A deputada Paula Aldeia eleita pelo Partido Socialista (PS) voltou a exigir à presidente da Câmara de Caminha Liliana Silva, na última Assembleia Municipal de Caminha (AM) realizada no passado dia 29 de abril, “explicações claras sobre o desaparecimento de dois processos judiciais” da lista que é submetida àquele órgão. Liliana Silva disse estar ali para responder aos problemas do concelho e não para fazer da AM um tribunal. Por fim, sugeriu à deputada que se tivesse dúvidas, seguisse para tribunal.
Recorde-se que esta não foi a primeira vez que aquela deputada da oposição pediu explicações ao executivo sobre dois processos em concreto, já o tinha feito em Dezembro de 2025 e em Fevereiro deste ano, no entanto até ao momento a eleita garante só ter obtido “silêncio, fuga e sucessivas tentativas de contornar o essencial”.

Perante aquilo que apelidou de uma atitude reiterada por parte da presidente da autarquia, Paula Aldeia diz ter sido obrigada a recorrer aos tribunais para que lhe fosse dada uma resposta. Mas a verdade, refere a deputada é que nem mesmo por ordem do Tribunal as respostas ao que por ela foi solicitado foram prestadas por parte da Câmara, uma atitude “reiterada” que Paula Aldeia classifica de “manobras dilatórias”.
De seguida, a deputada socialista leu a comunicação do gabinete jurídico da Câmara que diz assentar em declarações falsas graves.
Os documentos abaixo foram distribuídos aos membros da AM pela deputada socialista.
Insatisfeita com a resposta que lhe foi dada pelo gabinete jurídico da Câmara, Paula Aldeia diz ter feito ela própria uma consulta na plataforma Citius para verificar a informação. O que encontrou, garante, foram “registos claros de atos processuais relevantes e notificações para pagamento de custas devidas ao Município de Caminha”.
Perante aquilo que considerou serem “evidências”, Paula Aldeia diz que “só existem duas hipóteses e nenhuma delas é aceitável”. A deputada deixou claro que irá até às últimas consequências para esclarecer o que se passou com estes dois processos e exigiu uma explicação cabal.
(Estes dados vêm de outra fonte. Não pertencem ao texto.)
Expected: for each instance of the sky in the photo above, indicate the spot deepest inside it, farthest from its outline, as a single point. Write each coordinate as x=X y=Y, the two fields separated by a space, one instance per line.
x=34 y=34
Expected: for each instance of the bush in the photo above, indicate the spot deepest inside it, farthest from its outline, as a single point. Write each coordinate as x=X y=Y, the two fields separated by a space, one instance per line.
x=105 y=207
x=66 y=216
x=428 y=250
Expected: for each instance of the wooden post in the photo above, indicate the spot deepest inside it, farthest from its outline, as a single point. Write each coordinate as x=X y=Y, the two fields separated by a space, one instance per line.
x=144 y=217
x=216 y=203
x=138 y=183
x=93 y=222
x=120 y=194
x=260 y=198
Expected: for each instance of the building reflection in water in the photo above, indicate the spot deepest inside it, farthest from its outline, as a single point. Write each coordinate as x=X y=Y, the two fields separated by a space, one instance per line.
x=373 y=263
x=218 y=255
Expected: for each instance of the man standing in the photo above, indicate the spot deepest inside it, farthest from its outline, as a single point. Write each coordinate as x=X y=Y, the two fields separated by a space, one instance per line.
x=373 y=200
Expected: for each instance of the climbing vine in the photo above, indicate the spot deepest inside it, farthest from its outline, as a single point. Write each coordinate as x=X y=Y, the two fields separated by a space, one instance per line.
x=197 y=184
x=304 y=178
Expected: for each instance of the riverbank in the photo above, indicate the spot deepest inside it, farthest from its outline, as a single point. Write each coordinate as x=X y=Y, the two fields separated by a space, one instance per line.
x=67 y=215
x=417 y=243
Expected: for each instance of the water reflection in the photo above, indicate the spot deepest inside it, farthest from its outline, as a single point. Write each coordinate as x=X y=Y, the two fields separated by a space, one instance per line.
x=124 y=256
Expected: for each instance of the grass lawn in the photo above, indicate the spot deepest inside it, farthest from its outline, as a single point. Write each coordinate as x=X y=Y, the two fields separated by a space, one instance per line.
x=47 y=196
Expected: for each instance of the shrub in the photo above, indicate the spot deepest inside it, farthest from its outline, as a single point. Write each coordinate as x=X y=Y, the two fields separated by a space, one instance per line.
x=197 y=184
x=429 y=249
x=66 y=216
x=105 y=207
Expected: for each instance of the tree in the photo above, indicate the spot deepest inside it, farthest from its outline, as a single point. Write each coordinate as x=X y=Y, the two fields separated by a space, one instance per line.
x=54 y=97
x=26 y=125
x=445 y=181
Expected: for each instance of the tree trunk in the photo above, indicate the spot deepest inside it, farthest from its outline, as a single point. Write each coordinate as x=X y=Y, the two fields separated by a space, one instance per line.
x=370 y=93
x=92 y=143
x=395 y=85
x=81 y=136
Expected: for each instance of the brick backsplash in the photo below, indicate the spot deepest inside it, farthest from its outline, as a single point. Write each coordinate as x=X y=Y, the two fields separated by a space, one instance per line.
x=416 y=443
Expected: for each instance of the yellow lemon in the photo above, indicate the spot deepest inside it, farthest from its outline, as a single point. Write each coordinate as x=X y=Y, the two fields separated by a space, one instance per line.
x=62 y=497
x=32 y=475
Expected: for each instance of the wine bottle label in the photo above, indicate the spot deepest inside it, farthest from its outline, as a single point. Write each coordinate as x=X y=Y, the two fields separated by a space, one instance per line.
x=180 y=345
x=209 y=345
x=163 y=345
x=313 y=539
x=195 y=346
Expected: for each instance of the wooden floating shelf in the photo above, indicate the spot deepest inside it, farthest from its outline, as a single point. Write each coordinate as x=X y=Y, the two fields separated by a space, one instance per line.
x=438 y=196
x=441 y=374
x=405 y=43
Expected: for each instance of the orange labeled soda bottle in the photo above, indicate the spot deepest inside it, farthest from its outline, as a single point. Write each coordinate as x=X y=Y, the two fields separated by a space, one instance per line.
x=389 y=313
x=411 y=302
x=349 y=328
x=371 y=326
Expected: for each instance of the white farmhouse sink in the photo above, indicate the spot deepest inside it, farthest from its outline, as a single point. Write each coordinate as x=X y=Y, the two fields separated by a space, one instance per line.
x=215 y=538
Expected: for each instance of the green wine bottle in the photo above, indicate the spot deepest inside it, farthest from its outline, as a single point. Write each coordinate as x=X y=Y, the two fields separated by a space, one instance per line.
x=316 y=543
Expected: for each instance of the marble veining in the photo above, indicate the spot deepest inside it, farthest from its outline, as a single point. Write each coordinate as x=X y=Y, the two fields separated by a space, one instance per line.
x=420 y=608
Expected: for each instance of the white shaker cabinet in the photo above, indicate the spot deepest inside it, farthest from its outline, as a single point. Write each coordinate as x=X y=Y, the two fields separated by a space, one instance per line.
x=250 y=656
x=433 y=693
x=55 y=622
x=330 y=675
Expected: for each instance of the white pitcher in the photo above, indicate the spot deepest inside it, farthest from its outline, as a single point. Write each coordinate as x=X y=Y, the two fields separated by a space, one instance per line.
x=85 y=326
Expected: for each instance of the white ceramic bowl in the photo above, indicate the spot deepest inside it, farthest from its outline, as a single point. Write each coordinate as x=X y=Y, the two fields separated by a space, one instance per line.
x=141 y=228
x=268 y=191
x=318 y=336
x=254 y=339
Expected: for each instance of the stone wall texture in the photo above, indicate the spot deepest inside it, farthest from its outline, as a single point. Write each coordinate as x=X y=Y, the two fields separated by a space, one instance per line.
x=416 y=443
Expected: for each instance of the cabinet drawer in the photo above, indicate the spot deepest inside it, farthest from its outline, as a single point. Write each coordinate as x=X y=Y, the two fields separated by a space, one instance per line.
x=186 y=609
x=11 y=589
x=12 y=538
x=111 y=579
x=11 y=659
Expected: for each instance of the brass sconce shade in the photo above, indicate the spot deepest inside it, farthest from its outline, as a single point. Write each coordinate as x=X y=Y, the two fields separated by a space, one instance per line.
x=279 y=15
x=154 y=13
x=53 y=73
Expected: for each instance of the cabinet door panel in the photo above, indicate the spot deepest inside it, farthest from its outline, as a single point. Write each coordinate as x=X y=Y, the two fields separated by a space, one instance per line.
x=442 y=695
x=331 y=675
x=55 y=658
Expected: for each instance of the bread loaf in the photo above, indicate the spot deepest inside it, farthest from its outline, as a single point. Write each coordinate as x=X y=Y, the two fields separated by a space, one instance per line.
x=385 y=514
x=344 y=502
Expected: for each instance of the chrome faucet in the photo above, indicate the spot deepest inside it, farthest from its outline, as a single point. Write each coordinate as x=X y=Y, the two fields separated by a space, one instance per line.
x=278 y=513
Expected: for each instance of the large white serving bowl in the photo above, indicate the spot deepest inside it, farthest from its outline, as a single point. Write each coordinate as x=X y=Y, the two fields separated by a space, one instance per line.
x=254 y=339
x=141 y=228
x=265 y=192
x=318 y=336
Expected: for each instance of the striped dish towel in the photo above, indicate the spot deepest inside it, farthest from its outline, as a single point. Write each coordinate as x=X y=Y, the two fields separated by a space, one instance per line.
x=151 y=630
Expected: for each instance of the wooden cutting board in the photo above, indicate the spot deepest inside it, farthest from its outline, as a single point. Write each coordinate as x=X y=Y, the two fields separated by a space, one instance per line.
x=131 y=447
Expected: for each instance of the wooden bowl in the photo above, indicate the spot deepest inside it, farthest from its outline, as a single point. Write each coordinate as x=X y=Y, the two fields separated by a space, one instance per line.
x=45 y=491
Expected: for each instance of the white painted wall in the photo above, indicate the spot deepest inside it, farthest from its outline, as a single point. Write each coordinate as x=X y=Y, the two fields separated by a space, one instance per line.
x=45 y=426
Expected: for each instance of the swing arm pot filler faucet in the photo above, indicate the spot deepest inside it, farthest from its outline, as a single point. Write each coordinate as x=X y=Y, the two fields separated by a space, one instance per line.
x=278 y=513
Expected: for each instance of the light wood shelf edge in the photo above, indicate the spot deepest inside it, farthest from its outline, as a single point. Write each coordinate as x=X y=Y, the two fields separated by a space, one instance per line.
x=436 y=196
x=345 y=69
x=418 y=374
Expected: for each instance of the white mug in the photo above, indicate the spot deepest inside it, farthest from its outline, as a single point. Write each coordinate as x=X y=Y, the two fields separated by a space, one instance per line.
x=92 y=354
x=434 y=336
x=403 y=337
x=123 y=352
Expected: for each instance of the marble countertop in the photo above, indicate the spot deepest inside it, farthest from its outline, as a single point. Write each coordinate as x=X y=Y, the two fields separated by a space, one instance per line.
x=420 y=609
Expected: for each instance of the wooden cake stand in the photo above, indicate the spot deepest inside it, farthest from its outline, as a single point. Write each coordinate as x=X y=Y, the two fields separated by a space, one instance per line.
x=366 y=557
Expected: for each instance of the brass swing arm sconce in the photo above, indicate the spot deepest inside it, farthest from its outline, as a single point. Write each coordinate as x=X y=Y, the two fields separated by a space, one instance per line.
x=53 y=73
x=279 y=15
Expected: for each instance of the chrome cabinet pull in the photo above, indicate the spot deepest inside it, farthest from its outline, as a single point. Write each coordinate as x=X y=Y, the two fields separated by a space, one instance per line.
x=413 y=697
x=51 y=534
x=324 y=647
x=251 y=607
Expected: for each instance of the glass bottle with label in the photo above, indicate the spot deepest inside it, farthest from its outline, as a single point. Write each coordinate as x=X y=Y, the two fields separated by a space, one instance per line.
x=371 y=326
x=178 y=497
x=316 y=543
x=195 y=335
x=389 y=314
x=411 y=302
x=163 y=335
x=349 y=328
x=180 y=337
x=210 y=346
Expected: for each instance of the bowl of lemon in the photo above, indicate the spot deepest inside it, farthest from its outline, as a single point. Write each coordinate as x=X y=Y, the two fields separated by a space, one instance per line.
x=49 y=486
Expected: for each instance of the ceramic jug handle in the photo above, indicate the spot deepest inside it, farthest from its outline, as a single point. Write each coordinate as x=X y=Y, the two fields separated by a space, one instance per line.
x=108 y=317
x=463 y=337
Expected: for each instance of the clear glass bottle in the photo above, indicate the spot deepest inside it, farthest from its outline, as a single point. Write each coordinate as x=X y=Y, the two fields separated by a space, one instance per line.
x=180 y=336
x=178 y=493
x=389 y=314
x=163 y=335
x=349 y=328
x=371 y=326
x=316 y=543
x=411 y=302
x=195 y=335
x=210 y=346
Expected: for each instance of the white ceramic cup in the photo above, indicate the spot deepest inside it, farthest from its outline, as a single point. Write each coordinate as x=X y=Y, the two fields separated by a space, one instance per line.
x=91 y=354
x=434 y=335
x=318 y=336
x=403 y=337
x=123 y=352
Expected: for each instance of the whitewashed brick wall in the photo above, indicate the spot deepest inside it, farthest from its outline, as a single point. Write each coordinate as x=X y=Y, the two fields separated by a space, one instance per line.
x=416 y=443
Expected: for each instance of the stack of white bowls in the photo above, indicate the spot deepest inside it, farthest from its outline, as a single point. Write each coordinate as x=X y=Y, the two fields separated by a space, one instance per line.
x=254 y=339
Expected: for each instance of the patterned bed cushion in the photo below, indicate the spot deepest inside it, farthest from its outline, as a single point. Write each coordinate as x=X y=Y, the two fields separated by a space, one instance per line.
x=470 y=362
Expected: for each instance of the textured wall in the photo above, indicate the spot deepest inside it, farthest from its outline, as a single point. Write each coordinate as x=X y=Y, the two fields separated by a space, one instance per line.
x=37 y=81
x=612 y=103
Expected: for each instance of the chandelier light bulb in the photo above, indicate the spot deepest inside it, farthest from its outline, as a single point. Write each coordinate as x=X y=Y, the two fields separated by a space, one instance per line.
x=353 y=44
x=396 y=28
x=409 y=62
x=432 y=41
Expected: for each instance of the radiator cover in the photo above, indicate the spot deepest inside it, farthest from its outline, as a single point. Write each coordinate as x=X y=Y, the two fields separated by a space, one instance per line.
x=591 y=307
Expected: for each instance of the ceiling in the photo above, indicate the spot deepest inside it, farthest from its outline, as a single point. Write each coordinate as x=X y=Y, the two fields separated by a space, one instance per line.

Em resposta à intervenção da deputada do Partido Socialista, a presidente da Câmara de Caminha disse que estava ali para responder aos problemas do concelho e não para fazer do órgão AM um Tribunal.
Quanto à certeza deixada pela vereadora socialista de que irá até às últimas consequências para esclarecer este assunto relacionado com os processos, a chefe do executivo caminhense considerou que a deputada fazia muito bem. Liliana Silva disse que Paula Aldeia passava o dia todo a pensar nela (presidente) e que estava a fazer dela um alvo, “mas eu cá estou para dar o corpo às balas”, acrescentou.
Liliana Silva disse não ter tempo para andar a responder às dúvidas da deputada e que da sua parte as respostas estavam dadas. “Se não são suficientes, recorra ao Tribunal”, acrescentou.
Mas o assunto não morreu aqui, a deputada Paula Aldeia voltou a pedir a palavra para esclarecer que não passava o dia a pensar na presidente, mas sim no concelho de Caminha e nos seus munícipes e lamentou que Liliana Silva, enquanto presidente de Câmara e responsável máxima pelo município não queira saber de processos.
Mas afinal que processos são estes?

Como referimos, esta não foi a primeira vez que a deputada socialista pediu esclarecimentos sobre o processo 403/22 e 711/22. Segundo referiu na AM de 29 de Dezembro de 2025, tratam-se de dois processos relativos a uma alegada dívida no valor de 6 mil euros do ex-deputado e líder de bancada da OCP Jorge Nande, processos esses que segundo a eleita socialista desapareceram da listagem que é fornecida pela Câmara aos membros da assembleia, desconhecendo-se portanto se a dívida foi liquidada ou não.
Recorde aqui o que foi dito nessa AM de Dezembro do ano passado.
Recorde-se que esta dívida de 6 mil euros diz respeito a cópias relacionadas com pedidos de informação dirigidos à Câmara por parte do então deputado Jorge Nande sobre vários assuntos. Na altura o deputado exigiu que a informação lhe fosse entregue em papel e não em formato digital, o que originou uma fatura de mais de 5 mil euros.